Schlucht Íspica

Als wir die ersten Kilometer in der Provinz Ragusa unterwegs sind, ist unser ersten Eindruck: Die haben hier zuviele Steine! Alle Straßen, vor allem aber die kleinen, haben an den Rändern kilometerlange Trockenmauern aus losen hellen Steinen. Unsere Vermutung ist, daß man die Steine von den Feldern glaubt und dann am Rande aufschichtet. Schön sieht es aus und ist praktisch.

Zuerst fahren wir zur Ispica-Schlucht, ital. Cava d' Ispica. An der Straße von Rosolini nach Modica liegt der Hauptzugang zur Schlucht. Nach einem kleinen Eintrittsobulus führt ein leicht begehbarer Wanderweg in die Schlucht hinein. Nach vielleicht 10 minütiger Gehzeit gelangt man zu Höhlen, in deren Böden und Wänden sich Hunderte von Felsgräbern befinden. Die Grotten wurde teilweise schon in der Steinzeit aus dem Fels geschlagen. Sie dienten Sikulern als Grabhöhlen, später der christlichen Bevölkerung als Wohnungen, Katakomben und Gebetsstätten.

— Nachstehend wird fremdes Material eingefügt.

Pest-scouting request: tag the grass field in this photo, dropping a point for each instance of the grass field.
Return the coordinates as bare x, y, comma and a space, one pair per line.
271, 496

Die eindruckvollsten Grabhöhlen sind die als Larderia bezeichneten Katakomben aus der Zeit des 4./5. Jahrhunderts. Zu besichtigen sind auch der Komplex von Camposanto, zwei aneinander angrenzende Grabhöhlen sowie die Höhlenkirche Santa Maria, die vermutlich aus dem 11. Jahrundert stammt.

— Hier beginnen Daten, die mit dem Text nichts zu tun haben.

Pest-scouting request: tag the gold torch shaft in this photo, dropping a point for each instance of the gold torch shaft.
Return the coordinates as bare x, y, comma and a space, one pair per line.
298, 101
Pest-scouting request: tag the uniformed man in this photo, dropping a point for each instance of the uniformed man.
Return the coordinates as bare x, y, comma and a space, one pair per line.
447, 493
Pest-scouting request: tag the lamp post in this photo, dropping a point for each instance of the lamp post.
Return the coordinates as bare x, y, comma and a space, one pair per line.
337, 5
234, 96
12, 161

Bis zu diesen Höhlen ist der Weg gut ausgebaut, danach mündet er in einen schmalen, an vielen Stellen verwucherten Pfad und führt laut unserer Karte noch ein Stück in die Schlucht hinein.

 
 

Am anderen Ende der Schlucht befindet sich die Stadt Ispica, die wir widerum mit dem Motorrad erreichen. Bis zum Erdbeben 1693 befand sich in diesem Ende der Schlucht die Stadt Spaccaforno, wie Ispica im Mittelalter genannt wurde. Erst seit 1935 trägt sie ihren heutigen Namen.

Aufgrund archäologischer Ausgrabungen konnte man feststellen das Ispica bereits seit der Steinzeit bewohnt gewesen sein muss, doch die ersten schriftlichen Belege sind aus dem 12 Jahrhundert. Nach dem schweren Erdbeben von 1693, bei dem weite Teile der Ortschaft zerstört wurden, verlagerte man das Dorfzentrum auf das höher gelegene Kalkplateau, wo es sich bis heute befindet.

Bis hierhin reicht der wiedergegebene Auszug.